Hall of Fame instructor Butch Harmon says this is the secret to golf
Butch Harmon is one of the most revered golf coaches on the planet — ever, really. The World Golf Teacher’s Hall of Fame member is an inspiration for golf instructors everywhere, and has helped thousands of golfers over the course of his storied career. When he talks, we listen.
This week, the legendary golf coach appeared on GOLF contributor Mark Immelman’s podcast, and dropped a series of fascinating, hilarious and utterly brilliant pearls of wisdom he’s learned through the years. There’s so many of them, and the only way to do it justice is to listen to the podcast in its entirety. Trust us, it’s well worth you time:
My favorite pearl came when Butch, in passing, revealed what he says is the “secret to golf.” He literally used those words, so, naturally, my ears perked up.
What’s the secret, according to Butch Harmon? It’s “repetition”:
“Anybody who loves golf should go to St. Augustine to the World Golf Hall of Fame, because there’s hundreds of strange-looking swings in there, and they all work. Because the secret to golf is repetition.
He continued by pointing to Jim Furyk as an example; someone whose swing isn’t something you’d teach to anybody, but it’s one that he has the ability to repeat on command:
“Look at Jim Furyk, he’s just about to turn 50, he still competes on the PGA Tour with a swing that … if his father had changed that swing to make it look perfect, we’d have never heard of Jim Furyk. [The legends of golf] had a lot of strange characteristics in their swing. The common thread was getting the club square at impact and being able to repeat it time and time again.”

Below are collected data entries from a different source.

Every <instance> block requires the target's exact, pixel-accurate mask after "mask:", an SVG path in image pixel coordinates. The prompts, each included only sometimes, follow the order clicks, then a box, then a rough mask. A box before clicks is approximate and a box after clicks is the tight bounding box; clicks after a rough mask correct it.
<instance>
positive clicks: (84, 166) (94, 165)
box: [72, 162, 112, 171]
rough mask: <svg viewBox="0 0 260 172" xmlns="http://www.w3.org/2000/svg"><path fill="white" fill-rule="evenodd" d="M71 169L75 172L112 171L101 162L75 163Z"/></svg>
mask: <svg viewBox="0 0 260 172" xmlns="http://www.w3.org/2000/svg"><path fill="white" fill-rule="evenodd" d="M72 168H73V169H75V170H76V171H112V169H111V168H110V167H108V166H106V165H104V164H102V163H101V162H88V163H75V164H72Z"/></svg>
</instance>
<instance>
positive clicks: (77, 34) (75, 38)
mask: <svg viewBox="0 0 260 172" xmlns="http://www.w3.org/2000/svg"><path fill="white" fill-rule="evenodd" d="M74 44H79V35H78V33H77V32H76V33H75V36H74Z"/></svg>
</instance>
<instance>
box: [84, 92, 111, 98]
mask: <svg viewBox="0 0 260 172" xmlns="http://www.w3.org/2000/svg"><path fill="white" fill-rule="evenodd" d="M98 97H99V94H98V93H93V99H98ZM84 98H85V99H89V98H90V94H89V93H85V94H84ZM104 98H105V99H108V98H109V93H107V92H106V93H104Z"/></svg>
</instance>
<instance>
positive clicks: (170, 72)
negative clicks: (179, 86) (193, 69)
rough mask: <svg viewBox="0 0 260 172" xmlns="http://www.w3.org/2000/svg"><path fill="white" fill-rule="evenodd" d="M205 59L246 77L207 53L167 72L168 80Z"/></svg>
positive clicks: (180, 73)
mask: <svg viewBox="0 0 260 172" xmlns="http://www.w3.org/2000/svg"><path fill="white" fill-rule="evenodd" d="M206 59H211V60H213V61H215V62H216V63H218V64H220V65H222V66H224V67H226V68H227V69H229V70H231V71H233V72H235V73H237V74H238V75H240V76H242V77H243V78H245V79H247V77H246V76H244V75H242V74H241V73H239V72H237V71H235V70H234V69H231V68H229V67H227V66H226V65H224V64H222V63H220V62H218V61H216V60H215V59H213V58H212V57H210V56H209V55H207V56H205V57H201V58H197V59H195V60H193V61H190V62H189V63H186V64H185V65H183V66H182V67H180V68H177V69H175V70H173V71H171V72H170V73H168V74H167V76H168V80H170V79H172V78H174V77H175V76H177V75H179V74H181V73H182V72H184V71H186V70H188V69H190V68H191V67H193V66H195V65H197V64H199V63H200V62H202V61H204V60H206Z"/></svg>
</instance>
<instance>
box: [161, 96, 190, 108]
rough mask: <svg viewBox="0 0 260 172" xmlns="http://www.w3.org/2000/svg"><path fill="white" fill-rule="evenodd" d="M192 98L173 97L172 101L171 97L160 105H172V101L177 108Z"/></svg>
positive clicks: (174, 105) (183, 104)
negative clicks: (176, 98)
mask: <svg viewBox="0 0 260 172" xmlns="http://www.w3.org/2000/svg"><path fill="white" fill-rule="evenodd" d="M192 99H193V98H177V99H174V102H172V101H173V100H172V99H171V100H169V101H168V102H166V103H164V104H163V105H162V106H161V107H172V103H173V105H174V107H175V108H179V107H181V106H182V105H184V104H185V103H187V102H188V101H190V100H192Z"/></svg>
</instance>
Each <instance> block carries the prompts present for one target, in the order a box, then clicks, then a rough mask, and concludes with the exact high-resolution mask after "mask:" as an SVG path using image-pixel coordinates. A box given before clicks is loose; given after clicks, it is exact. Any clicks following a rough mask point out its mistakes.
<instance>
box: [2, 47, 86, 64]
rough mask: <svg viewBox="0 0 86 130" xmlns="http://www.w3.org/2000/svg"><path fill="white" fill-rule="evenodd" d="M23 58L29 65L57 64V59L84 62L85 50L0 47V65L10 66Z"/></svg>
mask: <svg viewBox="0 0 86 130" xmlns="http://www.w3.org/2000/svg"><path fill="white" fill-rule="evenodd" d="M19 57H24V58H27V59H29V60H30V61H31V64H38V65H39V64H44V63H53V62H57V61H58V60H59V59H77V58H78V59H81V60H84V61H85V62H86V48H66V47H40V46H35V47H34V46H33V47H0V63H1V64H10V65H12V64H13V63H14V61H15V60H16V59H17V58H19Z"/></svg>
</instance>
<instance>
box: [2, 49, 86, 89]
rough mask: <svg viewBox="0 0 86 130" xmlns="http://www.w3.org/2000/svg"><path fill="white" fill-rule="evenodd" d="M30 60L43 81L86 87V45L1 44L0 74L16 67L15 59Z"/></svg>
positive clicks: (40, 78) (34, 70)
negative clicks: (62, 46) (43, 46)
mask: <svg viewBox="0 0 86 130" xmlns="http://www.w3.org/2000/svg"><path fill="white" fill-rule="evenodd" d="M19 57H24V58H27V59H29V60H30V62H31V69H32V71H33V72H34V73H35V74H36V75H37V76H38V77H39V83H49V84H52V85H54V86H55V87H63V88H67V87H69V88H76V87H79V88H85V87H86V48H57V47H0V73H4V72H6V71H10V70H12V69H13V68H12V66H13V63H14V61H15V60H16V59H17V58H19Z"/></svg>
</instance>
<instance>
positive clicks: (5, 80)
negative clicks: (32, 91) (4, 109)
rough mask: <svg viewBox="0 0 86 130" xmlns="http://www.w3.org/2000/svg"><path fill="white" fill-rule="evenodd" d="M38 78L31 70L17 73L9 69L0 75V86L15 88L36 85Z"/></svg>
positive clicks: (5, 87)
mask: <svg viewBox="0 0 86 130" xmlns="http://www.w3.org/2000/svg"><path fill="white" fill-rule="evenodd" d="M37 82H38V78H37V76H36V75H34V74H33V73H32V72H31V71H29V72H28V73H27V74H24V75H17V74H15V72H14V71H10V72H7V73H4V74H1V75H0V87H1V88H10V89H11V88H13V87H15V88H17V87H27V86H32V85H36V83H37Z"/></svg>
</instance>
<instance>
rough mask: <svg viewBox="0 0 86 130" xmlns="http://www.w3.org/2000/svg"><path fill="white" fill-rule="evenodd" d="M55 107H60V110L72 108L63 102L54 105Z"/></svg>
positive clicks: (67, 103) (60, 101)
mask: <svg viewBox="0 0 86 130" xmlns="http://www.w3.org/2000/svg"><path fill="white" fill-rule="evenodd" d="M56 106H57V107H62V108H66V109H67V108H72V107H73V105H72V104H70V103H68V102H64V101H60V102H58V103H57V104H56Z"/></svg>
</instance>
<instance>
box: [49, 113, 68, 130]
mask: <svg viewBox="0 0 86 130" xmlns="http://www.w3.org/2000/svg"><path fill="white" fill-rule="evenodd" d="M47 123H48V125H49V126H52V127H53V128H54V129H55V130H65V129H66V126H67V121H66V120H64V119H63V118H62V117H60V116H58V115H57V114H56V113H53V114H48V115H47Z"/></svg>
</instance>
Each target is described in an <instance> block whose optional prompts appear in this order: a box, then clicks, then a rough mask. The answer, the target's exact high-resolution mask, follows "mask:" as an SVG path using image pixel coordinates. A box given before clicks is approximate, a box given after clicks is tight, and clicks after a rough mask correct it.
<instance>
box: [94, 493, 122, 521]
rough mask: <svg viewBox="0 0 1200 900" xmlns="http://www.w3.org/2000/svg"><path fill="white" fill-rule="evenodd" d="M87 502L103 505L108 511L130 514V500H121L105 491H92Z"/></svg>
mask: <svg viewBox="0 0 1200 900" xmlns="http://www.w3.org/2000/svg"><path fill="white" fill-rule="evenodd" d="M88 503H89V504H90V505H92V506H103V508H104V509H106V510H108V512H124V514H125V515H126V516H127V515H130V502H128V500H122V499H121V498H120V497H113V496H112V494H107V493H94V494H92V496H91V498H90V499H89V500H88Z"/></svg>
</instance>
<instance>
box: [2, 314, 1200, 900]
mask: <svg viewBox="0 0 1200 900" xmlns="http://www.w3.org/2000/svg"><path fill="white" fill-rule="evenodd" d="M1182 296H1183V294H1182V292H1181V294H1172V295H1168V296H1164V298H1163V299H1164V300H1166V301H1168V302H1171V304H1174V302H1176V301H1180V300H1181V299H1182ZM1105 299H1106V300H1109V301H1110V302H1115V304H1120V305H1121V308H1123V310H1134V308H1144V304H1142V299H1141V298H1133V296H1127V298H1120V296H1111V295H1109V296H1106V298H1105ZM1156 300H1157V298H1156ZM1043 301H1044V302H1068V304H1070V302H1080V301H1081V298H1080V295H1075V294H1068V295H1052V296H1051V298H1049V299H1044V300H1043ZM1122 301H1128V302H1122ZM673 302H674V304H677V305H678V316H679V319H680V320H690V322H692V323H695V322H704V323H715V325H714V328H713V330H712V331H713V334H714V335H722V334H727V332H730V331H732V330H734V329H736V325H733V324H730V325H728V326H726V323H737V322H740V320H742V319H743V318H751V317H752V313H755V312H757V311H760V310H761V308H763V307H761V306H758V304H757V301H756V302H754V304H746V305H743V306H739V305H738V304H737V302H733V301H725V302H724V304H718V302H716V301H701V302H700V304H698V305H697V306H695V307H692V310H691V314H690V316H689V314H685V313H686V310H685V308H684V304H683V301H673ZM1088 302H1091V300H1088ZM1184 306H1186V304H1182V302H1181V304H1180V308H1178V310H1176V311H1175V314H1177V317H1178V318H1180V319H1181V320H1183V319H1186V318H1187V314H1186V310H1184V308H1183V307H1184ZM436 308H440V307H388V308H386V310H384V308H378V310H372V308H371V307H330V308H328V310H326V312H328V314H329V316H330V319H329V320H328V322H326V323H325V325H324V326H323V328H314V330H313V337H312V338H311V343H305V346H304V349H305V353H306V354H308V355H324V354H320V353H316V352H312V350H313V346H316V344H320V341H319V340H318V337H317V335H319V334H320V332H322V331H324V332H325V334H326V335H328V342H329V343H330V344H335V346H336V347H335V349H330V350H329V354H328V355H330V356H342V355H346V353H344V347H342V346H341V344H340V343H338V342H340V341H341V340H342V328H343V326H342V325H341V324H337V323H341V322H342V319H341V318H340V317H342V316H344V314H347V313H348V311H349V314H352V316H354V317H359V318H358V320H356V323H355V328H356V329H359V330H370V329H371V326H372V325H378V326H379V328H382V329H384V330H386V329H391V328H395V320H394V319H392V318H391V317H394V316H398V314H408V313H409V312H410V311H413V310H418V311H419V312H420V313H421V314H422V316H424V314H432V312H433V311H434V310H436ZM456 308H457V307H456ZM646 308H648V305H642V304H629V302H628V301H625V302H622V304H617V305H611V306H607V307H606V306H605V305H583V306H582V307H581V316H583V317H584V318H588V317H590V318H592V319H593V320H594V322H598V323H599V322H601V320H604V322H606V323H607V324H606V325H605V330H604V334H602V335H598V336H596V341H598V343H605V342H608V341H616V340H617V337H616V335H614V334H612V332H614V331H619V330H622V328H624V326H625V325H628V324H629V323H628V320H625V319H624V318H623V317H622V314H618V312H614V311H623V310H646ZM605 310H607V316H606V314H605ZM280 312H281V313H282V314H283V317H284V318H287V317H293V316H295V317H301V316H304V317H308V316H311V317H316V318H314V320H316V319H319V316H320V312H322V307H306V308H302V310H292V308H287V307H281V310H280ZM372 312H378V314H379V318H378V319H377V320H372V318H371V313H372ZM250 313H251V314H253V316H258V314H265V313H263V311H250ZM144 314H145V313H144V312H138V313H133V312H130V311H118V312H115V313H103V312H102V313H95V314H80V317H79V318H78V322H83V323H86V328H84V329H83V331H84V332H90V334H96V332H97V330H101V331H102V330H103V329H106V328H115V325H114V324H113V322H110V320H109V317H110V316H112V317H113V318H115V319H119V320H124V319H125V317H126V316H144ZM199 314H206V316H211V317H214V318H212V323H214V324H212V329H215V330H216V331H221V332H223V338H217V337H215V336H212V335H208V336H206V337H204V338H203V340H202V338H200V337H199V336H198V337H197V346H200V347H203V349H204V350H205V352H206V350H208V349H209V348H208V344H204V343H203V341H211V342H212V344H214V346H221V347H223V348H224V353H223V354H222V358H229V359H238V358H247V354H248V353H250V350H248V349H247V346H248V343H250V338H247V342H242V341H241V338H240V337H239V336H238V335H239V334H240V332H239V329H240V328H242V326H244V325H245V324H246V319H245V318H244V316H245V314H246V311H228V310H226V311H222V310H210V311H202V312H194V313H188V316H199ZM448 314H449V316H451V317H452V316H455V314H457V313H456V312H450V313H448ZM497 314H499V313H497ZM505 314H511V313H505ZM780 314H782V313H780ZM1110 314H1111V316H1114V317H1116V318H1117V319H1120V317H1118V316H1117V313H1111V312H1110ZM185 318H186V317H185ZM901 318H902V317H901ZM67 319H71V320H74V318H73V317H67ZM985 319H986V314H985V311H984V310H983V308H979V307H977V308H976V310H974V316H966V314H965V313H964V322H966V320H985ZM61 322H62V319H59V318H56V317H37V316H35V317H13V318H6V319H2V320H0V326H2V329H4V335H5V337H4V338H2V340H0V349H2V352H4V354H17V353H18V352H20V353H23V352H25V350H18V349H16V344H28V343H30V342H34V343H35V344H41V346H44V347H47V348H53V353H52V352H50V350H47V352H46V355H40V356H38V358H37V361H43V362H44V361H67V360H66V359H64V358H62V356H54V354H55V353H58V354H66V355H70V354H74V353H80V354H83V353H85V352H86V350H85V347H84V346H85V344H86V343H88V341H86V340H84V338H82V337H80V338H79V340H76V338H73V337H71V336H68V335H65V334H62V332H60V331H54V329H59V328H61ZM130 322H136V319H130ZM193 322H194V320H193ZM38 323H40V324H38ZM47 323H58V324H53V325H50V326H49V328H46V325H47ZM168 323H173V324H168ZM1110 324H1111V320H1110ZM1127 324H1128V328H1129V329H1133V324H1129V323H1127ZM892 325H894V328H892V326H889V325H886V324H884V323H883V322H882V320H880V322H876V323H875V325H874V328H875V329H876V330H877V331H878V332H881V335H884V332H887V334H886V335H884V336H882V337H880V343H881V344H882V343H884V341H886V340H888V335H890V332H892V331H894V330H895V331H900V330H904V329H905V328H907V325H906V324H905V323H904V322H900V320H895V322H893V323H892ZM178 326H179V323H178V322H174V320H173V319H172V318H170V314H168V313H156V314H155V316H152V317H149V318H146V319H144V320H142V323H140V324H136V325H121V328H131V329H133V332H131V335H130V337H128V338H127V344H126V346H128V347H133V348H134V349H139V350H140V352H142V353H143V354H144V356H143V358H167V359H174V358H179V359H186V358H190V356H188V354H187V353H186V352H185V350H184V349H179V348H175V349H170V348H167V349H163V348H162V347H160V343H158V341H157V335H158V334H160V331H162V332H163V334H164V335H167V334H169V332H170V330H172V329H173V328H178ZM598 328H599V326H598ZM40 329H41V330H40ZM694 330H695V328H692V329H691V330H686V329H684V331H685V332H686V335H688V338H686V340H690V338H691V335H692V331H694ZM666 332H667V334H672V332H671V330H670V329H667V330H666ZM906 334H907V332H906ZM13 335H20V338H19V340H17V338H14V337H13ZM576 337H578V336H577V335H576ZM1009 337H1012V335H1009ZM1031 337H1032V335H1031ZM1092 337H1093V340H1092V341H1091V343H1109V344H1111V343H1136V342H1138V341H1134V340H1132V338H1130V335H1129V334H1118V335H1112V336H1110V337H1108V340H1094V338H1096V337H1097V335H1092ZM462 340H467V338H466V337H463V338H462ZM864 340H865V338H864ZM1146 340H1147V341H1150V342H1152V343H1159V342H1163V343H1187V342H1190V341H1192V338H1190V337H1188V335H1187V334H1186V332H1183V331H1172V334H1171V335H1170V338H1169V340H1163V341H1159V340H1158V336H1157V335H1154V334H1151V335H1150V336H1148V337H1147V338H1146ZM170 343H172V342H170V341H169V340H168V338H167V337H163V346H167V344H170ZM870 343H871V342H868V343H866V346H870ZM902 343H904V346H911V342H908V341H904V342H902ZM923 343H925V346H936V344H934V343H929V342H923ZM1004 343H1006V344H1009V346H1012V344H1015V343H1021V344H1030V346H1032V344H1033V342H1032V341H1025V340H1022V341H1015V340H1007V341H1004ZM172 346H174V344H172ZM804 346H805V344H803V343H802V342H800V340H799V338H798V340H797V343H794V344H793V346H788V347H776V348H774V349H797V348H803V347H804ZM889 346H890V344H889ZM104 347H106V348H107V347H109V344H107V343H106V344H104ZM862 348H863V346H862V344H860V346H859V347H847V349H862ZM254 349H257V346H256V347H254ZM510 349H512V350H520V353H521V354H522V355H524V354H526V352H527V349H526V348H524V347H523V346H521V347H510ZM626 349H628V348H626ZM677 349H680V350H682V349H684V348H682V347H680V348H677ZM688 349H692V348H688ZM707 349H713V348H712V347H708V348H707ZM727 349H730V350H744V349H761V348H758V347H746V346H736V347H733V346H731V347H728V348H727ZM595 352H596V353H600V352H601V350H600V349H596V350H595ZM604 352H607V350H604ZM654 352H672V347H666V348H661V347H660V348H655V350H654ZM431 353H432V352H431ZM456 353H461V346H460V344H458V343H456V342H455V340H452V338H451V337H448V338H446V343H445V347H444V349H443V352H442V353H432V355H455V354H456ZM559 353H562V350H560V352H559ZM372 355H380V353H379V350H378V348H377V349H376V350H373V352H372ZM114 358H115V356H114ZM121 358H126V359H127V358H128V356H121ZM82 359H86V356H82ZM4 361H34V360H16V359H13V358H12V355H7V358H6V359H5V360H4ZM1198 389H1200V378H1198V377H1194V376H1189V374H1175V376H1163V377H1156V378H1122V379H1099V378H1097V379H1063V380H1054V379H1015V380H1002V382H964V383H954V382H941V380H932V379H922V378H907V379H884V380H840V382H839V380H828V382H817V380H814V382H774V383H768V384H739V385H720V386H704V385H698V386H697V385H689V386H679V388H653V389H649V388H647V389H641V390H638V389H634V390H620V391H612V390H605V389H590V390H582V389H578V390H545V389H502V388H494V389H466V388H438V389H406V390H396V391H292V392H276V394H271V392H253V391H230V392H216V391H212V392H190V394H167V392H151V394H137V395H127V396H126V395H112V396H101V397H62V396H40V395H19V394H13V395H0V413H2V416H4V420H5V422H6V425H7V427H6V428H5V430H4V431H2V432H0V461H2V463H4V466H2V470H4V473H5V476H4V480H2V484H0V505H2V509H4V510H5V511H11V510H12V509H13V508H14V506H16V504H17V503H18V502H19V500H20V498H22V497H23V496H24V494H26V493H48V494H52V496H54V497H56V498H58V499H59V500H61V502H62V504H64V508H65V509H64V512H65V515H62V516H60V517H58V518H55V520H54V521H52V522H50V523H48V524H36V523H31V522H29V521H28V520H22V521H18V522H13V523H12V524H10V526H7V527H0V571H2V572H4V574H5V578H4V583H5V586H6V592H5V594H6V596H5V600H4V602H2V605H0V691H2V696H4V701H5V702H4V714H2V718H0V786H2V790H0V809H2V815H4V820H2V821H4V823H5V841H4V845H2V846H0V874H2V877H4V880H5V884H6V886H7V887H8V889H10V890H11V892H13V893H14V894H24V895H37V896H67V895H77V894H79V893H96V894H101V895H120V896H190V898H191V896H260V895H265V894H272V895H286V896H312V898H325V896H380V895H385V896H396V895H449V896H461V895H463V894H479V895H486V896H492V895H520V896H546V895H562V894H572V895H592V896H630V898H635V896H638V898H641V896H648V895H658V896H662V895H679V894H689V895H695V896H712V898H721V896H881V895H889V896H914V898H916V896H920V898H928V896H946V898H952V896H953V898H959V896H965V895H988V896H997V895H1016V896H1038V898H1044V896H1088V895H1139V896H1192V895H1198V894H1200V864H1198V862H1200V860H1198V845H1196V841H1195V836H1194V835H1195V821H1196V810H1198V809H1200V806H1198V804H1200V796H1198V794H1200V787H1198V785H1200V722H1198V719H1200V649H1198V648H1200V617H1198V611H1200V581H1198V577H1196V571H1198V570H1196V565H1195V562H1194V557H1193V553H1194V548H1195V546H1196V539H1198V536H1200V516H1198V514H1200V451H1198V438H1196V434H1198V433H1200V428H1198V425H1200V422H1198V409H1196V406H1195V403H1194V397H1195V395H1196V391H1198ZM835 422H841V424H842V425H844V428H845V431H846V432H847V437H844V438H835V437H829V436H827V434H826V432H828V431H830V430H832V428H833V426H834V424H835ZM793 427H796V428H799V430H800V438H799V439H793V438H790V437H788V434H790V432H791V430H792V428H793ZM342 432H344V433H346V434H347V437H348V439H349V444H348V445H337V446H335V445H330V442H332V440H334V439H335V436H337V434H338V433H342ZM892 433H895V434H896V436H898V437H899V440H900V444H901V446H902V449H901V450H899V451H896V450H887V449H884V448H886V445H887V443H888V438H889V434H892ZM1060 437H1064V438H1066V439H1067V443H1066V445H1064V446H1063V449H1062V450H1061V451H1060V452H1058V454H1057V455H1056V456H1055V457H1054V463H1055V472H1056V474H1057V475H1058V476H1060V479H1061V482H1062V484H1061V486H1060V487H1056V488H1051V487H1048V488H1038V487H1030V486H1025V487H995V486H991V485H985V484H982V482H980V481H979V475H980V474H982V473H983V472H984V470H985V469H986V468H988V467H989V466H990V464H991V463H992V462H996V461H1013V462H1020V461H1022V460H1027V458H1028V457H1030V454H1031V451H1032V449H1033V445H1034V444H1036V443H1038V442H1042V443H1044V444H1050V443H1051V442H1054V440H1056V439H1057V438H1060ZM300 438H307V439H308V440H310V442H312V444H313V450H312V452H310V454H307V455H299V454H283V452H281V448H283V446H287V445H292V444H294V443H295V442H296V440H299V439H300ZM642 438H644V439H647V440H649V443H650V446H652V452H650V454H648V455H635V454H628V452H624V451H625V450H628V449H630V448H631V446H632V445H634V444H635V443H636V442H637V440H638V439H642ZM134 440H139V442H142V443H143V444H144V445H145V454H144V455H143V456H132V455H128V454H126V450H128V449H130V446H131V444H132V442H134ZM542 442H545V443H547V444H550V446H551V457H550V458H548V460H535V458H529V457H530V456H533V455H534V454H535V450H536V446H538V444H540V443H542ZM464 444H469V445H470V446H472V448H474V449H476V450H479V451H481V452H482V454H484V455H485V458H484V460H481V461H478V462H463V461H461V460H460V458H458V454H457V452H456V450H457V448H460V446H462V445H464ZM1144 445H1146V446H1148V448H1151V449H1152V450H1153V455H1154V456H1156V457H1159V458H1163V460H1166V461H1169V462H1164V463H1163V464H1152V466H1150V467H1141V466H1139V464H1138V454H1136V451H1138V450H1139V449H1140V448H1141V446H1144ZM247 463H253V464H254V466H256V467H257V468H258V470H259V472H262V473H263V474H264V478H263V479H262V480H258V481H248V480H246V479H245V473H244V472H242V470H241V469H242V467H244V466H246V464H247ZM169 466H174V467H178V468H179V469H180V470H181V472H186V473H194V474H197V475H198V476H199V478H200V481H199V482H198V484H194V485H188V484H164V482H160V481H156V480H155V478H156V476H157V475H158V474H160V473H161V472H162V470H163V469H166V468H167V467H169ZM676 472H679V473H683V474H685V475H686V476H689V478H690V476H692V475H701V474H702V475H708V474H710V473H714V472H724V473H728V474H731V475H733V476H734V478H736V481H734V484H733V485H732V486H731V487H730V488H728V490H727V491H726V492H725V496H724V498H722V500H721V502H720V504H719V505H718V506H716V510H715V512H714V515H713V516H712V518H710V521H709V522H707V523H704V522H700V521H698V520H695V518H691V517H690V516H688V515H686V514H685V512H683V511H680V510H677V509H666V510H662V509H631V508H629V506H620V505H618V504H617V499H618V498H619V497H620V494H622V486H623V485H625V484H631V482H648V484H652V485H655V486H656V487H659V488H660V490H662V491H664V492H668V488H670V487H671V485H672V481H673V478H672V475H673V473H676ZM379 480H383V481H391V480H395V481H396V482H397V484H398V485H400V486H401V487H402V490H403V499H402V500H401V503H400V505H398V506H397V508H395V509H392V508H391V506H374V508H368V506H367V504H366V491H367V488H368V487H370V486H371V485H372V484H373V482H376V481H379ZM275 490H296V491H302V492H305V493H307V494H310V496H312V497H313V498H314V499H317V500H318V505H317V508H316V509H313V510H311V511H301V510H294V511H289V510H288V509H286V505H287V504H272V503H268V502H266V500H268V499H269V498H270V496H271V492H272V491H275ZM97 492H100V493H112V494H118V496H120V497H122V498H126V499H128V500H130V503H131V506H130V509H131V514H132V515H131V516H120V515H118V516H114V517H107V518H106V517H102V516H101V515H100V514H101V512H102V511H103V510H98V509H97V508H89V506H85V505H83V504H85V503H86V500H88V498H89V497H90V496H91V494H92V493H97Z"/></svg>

Now, I know what you’re thinking. That “repeatability” isn’t much of a secret, because people want to know how to be repeatable. That’s the tricky part, but Butch goes on to say that your best chance is not to try and imitate another golfer’s swing, but to perfect the tools at your disposal. Work with a good coach who keeps things simple, and remember that the common thread is getting the clubface back to square at impact.
“I don’t care how you do it,” Butch says, “just do it.”